Quickly mitigating the outage is the top priority. While it may sound counterintuitive, understanding the root cause is not a goal and is often unnecessary to implement an effective mitigation. Here are some common mitigations:

  • Rolling back a deployment – outages caused by deployments can be quickly mitigated by rolling back the deployment to the previous version.
  • Reverting configuration changes – problems caused by configuration changes can be fixed by reverting these changes. 
  • Restarting a service – allowing the service to start from a clean state can fix entire classes of problems. One example could be leaking resources: a service sometimes fails to close a database connection.

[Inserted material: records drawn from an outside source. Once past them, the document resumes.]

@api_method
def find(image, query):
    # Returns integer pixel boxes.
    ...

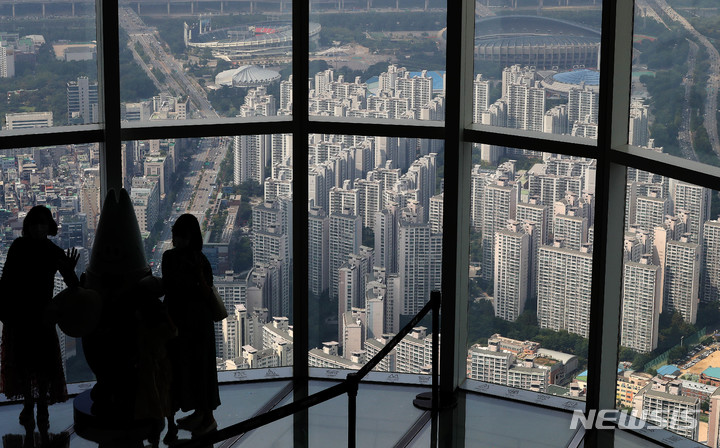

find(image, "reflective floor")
[0,381,688,448]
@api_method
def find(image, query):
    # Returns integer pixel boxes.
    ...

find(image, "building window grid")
[0,0,720,444]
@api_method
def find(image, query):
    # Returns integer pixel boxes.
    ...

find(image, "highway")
[652,0,720,156]
[119,7,232,275]
[150,137,232,275]
[118,7,218,118]
[678,39,700,161]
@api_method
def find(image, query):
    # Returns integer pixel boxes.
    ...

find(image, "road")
[150,137,232,275]
[678,39,700,161]
[652,0,720,156]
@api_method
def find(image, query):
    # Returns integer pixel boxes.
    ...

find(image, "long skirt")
[0,325,67,404]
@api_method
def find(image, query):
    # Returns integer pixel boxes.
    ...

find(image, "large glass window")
[119,2,294,121]
[122,134,293,371]
[0,11,102,130]
[308,134,444,373]
[616,169,720,446]
[472,2,602,140]
[308,0,447,120]
[628,1,720,166]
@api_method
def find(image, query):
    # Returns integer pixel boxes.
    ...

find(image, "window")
[0,0,720,444]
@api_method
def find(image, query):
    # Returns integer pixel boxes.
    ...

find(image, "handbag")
[210,286,228,322]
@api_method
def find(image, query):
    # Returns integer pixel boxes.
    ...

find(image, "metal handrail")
[173,291,441,448]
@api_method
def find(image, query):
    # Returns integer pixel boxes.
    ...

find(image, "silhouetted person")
[162,214,220,442]
[0,206,78,440]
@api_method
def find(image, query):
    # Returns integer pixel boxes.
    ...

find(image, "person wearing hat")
[0,206,79,439]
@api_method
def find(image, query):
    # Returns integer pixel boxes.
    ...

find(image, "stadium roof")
[703,367,720,379]
[553,69,600,86]
[657,364,680,376]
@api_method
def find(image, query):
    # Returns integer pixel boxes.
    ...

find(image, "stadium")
[475,16,600,70]
[184,21,321,61]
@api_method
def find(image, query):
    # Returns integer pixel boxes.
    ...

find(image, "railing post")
[347,373,358,448]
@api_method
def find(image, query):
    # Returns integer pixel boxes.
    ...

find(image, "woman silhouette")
[0,206,78,440]
[162,214,220,443]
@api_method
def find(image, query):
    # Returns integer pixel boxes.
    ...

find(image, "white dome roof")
[215,65,280,87]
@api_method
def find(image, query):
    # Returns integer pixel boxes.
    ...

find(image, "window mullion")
[586,0,634,447]
[291,0,310,447]
[95,0,122,200]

Over time, it exhausts the connection pool and, as a result, can’t connect to the database. 
  • Temporarily stopping a service – if a service is misbehaving, e.g., corrupting or losing data due to a failing dependency, temporarily shutting it down could be a good way to stop bleeding.
  • Scaling – problems resulting from surges in traffic can be fixed by scaling the fleet.

5. Ask for help

Many on-call rotations cover multiple services, and it may be impossible to be an expert in all of them. Turning to a more knowledgeable team member is often the best thing to do during incidents. Getting help quickly is especially important for urgent issues that have a big negative impact. Other situations when you should ask for assistance are when you deal with multiple simultaneous issues or cannot keep up with incoming tasks.  

6. Root cause

The root cause of an outage is often found as a side effect of troubleshooting. When this is not the case, it is essential to identify it once the outage has been mitigated. Failing to do so will make preventing future outages caused by the same issue impossible.

7. Prevention

The final step is to implement mechanisms that prevent similar outages in the future. Often, this requires fixing team culture or a process. For example, if team members regularly merge code despite failing tests, an outage is bound to happen.

I use these steps for each critical alert I get as an on-call, and I find them extremely effective.